Antisipasi Dampak Kenaikan Muka Air Laut dan Banjir melalui Rencana Tata Ruang Wilayah Nasional

Dengan memperhatikan dampak pemanasan global yang memiliki skala nasional dan dimensi waktu yang berjangka panjang, maka keberadaan RTRWN menjadi sangat penting.
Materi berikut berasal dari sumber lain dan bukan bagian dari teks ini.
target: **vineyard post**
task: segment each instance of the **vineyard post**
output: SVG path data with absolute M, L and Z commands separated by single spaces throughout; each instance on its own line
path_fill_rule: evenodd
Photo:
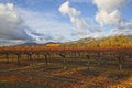
M 88 66 L 88 70 L 90 69 L 90 57 L 89 57 L 89 55 L 86 55 L 87 56 L 87 59 L 88 59 L 88 62 L 87 62 L 87 66 Z
M 16 56 L 18 56 L 18 65 L 19 65 L 19 67 L 20 67 L 20 65 L 21 65 L 21 62 L 20 62 L 21 55 L 20 55 L 20 54 L 16 54 Z

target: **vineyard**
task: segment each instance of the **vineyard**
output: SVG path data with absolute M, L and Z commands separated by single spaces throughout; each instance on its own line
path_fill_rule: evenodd
M 20 81 L 26 80 L 28 88 L 34 84 L 33 88 L 131 88 L 131 69 L 130 46 L 0 47 L 0 86 L 6 86 L 8 80 L 19 81 L 20 86 Z M 123 84 L 127 79 L 129 82 Z M 123 87 L 116 86 L 121 84 Z

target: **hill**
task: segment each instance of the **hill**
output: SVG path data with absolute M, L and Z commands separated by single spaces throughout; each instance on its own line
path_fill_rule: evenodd
M 107 46 L 132 46 L 131 35 L 116 35 L 105 38 L 82 38 L 75 42 L 64 43 L 63 46 L 87 46 L 87 47 L 107 47 Z

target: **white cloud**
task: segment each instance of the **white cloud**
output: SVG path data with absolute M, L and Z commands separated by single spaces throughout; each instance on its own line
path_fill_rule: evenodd
M 129 0 L 94 0 L 94 3 L 98 8 L 96 21 L 100 24 L 100 26 L 119 25 L 122 21 L 119 8 L 128 1 Z
M 111 11 L 117 8 L 122 7 L 129 0 L 94 0 L 94 3 L 98 7 L 99 10 Z
M 79 37 L 87 36 L 87 23 L 84 19 L 79 18 L 81 12 L 70 7 L 69 1 L 64 2 L 59 7 L 58 11 L 62 14 L 68 15 L 70 18 L 70 22 L 75 25 L 75 31 Z
M 124 21 L 120 9 L 130 0 L 94 0 L 94 3 L 98 8 L 98 12 L 95 15 L 96 21 L 100 26 L 111 25 L 113 29 L 109 29 L 108 35 L 116 34 L 132 34 L 132 22 Z M 103 32 L 105 34 L 105 32 Z
M 18 11 L 23 14 L 22 19 L 32 29 L 32 31 L 28 31 L 28 34 L 40 43 L 65 42 L 76 38 L 72 36 L 72 25 L 57 21 L 54 13 L 34 12 L 22 8 L 19 8 Z
M 26 32 L 28 26 L 16 13 L 12 3 L 0 3 L 0 38 L 32 40 Z

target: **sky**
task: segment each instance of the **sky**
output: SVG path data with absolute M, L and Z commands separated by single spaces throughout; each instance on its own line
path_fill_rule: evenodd
M 0 0 L 0 45 L 132 35 L 132 0 Z

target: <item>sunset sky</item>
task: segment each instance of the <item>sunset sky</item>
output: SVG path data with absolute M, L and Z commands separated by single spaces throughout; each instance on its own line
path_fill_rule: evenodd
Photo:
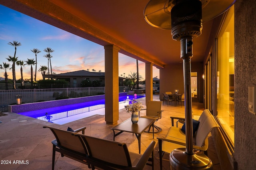
M 8 63 L 10 68 L 12 63 L 6 58 L 9 55 L 13 57 L 15 49 L 8 43 L 14 41 L 22 44 L 17 47 L 18 60 L 34 59 L 35 61 L 35 55 L 30 50 L 38 49 L 41 51 L 37 55 L 37 80 L 42 78 L 41 72 L 38 71 L 40 66 L 48 66 L 47 59 L 43 56 L 46 54 L 44 49 L 48 47 L 54 50 L 51 58 L 53 72 L 87 69 L 90 71 L 93 69 L 96 72 L 105 71 L 103 46 L 0 5 L 0 64 Z M 16 80 L 21 77 L 20 68 L 16 66 Z M 35 65 L 33 68 L 34 75 Z M 139 61 L 139 74 L 145 78 L 145 63 Z M 136 71 L 136 60 L 119 53 L 119 76 Z M 12 70 L 8 70 L 7 73 L 8 78 L 12 79 Z M 0 70 L 0 77 L 4 78 L 4 70 Z M 153 77 L 159 78 L 159 69 L 153 66 Z M 30 66 L 23 68 L 23 76 L 24 79 L 30 78 Z

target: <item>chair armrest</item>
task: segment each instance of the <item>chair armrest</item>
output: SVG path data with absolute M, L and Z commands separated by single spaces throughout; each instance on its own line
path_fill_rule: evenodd
M 171 142 L 172 143 L 176 143 L 176 144 L 180 145 L 182 146 L 186 146 L 186 143 L 183 143 L 182 142 L 178 142 L 178 141 L 174 141 L 171 139 L 168 139 L 165 138 L 162 138 L 160 137 L 156 138 L 158 140 L 158 143 L 161 143 L 162 142 L 162 141 L 166 141 L 167 142 Z M 206 138 L 205 139 L 205 141 L 204 142 L 204 145 L 202 147 L 198 147 L 197 146 L 193 145 L 193 148 L 196 149 L 198 149 L 202 151 L 206 151 L 208 149 L 208 139 Z M 161 148 L 159 148 L 159 150 L 161 150 L 162 151 L 162 145 L 159 145 L 160 146 Z
M 136 167 L 135 168 L 132 168 L 132 169 L 134 170 L 141 170 L 143 169 L 144 166 L 147 163 L 148 159 L 149 158 L 150 155 L 152 155 L 152 159 L 154 159 L 154 148 L 155 147 L 155 145 L 156 144 L 156 141 L 152 141 L 151 143 L 148 147 L 146 149 L 145 151 L 145 152 L 143 153 L 142 156 L 139 160 L 137 165 L 136 165 Z M 154 160 L 152 160 L 152 161 Z
M 83 135 L 84 135 L 84 130 L 86 129 L 86 127 L 82 127 L 76 130 L 74 130 L 74 131 L 75 132 L 77 133 L 82 131 L 82 133 Z
M 184 117 L 174 117 L 173 116 L 171 116 L 170 118 L 172 119 L 172 126 L 174 126 L 174 119 L 180 119 L 184 120 L 184 121 L 185 121 L 185 118 Z
M 171 139 L 168 139 L 165 138 L 162 138 L 160 137 L 156 138 L 158 140 L 158 142 L 160 143 L 160 142 L 162 143 L 162 141 L 166 141 L 167 142 L 171 142 L 172 143 L 176 143 L 176 144 L 180 145 L 182 146 L 186 146 L 186 143 L 183 143 L 182 142 L 178 142 L 178 141 L 173 141 Z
Secara garis besar RTRWN yang telah ditetapkan aspek legalitasnya melalui PP No.47/1997 sebagai penjabaran pasal 20 dari UU No.24/1992 tentang Penataan Ruang memuat arahan kebijaksanaan pemanfaatan ruang negara yang memperlihatkan adanya pola dan struktur wilayah nasional yang ingin dicapai pada masa yang akan datang.

Pola pemanfaatan ruang wilayah nasional memuat : (a) arahan kebijakan dan kriteria pengelolaan kawasan lindung (termasuk kawasan rawan bencana seperti kawasan rawan gelombang pasang dan banjir) ; dan (b) arahan kebijakan dan kriteria pengelolaan kawasan budidaya (hutan produksi, pertanian, pertambangan, pariwisata, permukiman, dsb). Sementara struktur pemanfaatan ruang wilayah nasional mencakup : (a) arahan pengembangan sistem permukiman nasional dan (b) arahan pengembangan sistem prasarana wilayah nasional (seperti jaringan transportasi, kelistrikan, sumber daya air, dan air baku.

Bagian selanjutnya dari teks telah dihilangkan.